A pergunta que fica a pairar é saber se estes surtos são apenas a parte visível de um problema geral de menor contenção, de menor adesão às regras pretendidas de distanciamento fisico (prefiro esta expressão a distanciamento social) para evitar o contágio. Utilizando os dados disponibilizados publicamente pela Google (os Google Community Mobility Reports), é possível traçar a comparação da zona de Lisboa com o resto do país segundo seis categorias de mobilidade. Essa comparação é apresentada nos gráficos seguintes.

A mensagem principal é que Lisboa não está com maior mobilidade face a Portugal como um todo, se alguma regularidade existe é a situação de mobilidade das pessoas, medida pela Google, estar em Lisboa abaixo, mais contida, do que o país como um todo. Até na semana depois do inicio da segunda fase de desconfinamento, em que o calor convidou a ir à praia, de onde aliás houve várias reportagens, em Lisboa o aumento de mobilidade foi menor do que no global (sendo que pela primeira vez se teve a nível nacional maior circulação do que no mês antes das decisões de confinamento). Assim, não parece existir um problema geral de desconfinamento demasiado rápido em Lisboa, sendo mais um problema de surtos localizados, como tem sido reportado pelas autoridades de saúde.

Um outro aspecto interessante que se retira dos gráficos, apenas por inspecção visual, mas provavelmente sobrevive numa análise estatística mais detalhada, é o inicio da nova fase de mobilidade começou na realidade depois da Páscoa. Teve um pequeno salto depois de 4 de maio (inicio da primeira fase oficial de desconfinamento), e um segundo salto depois de 18 de maio (segunda fase oficial de desconfinamento). Ou seja, temos sido disciplinados, mas ainda assim um pouco menos do que tentamos acreditar.
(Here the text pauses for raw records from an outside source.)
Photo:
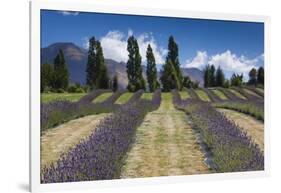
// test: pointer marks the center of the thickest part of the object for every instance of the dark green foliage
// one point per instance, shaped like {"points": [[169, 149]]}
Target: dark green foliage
{"points": [[188, 83], [61, 76], [260, 76], [219, 77], [97, 76], [75, 88], [134, 69], [151, 70], [236, 79], [115, 83], [207, 76], [47, 75], [212, 76], [226, 84], [171, 77], [252, 77]]}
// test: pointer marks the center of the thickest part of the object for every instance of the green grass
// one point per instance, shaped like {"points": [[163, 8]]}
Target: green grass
{"points": [[251, 92], [260, 89], [124, 98], [102, 97], [49, 97], [202, 95], [147, 96], [237, 94], [184, 95], [220, 94], [246, 108]]}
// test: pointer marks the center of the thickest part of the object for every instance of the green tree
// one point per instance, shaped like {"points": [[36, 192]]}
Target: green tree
{"points": [[96, 71], [207, 76], [91, 69], [236, 79], [212, 76], [187, 83], [47, 75], [252, 77], [151, 70], [115, 83], [61, 76], [102, 79], [134, 68], [171, 77], [260, 77], [220, 79]]}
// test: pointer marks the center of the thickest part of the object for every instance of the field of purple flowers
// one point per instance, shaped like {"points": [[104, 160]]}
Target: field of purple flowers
{"points": [[100, 156], [231, 149]]}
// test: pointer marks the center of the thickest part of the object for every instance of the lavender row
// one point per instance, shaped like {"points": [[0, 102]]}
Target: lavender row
{"points": [[247, 95], [136, 96], [255, 90], [91, 96], [232, 150], [57, 112], [212, 96], [101, 156], [113, 97]]}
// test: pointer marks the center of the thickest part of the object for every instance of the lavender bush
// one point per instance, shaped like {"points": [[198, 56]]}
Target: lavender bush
{"points": [[232, 150], [100, 156]]}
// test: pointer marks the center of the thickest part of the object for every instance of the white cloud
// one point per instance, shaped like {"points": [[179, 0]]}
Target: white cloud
{"points": [[201, 59], [114, 45], [67, 13], [227, 60]]}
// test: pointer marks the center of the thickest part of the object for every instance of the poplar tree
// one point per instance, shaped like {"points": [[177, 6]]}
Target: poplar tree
{"points": [[171, 77], [134, 68], [61, 76], [151, 70], [212, 76], [260, 77], [96, 71], [220, 79]]}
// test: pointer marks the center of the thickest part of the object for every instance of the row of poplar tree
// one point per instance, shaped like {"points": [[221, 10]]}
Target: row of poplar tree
{"points": [[171, 77], [215, 77]]}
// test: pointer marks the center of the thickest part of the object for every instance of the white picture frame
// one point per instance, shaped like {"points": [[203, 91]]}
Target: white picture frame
{"points": [[36, 6]]}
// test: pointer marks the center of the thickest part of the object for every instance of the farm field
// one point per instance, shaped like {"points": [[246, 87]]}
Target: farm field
{"points": [[49, 97], [250, 125], [166, 141], [165, 145]]}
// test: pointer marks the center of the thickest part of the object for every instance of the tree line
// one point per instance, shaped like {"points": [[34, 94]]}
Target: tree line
{"points": [[55, 77], [215, 77]]}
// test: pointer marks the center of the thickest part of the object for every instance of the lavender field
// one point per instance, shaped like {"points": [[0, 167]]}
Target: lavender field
{"points": [[149, 134]]}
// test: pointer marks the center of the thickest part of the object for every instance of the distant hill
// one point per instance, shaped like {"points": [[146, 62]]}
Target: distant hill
{"points": [[76, 59]]}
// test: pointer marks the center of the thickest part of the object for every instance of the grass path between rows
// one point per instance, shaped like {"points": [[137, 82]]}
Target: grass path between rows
{"points": [[165, 145], [61, 139], [254, 128]]}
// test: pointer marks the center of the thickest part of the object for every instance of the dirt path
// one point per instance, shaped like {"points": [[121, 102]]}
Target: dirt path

Felizmente, e exceptuando os surtos na zona de Lisboa, sem consequências na propagação da COVID-19.

É também curioso reparar na importância do “sair de casa” – no início das limitações de mobilidade temos uma queda rápida, e até antecipada da mobilidade relacionada com emprego, com lazer e com compras essenciais. Mas houve uma pequena compensação com mais mobilidade nas zonas residenciais. Que começa a diminuir no momento em que as outras mobilidades começam a aumentar. Também se observa facilmente que a utilização de transportes e a passagem por pontos centrais de distribuição de transportes públicas ainda está a um nível muito abaixo face ao pré-pandemia, enquanto noutros tipos de mobilidade, a segunda fase de desconfinamento já praticamente levou para uma situação perto da anterior (o bom tempo da semana de 18 de maio provavelmente teve um papel importante na mobilidade da categoria “parques e praias”.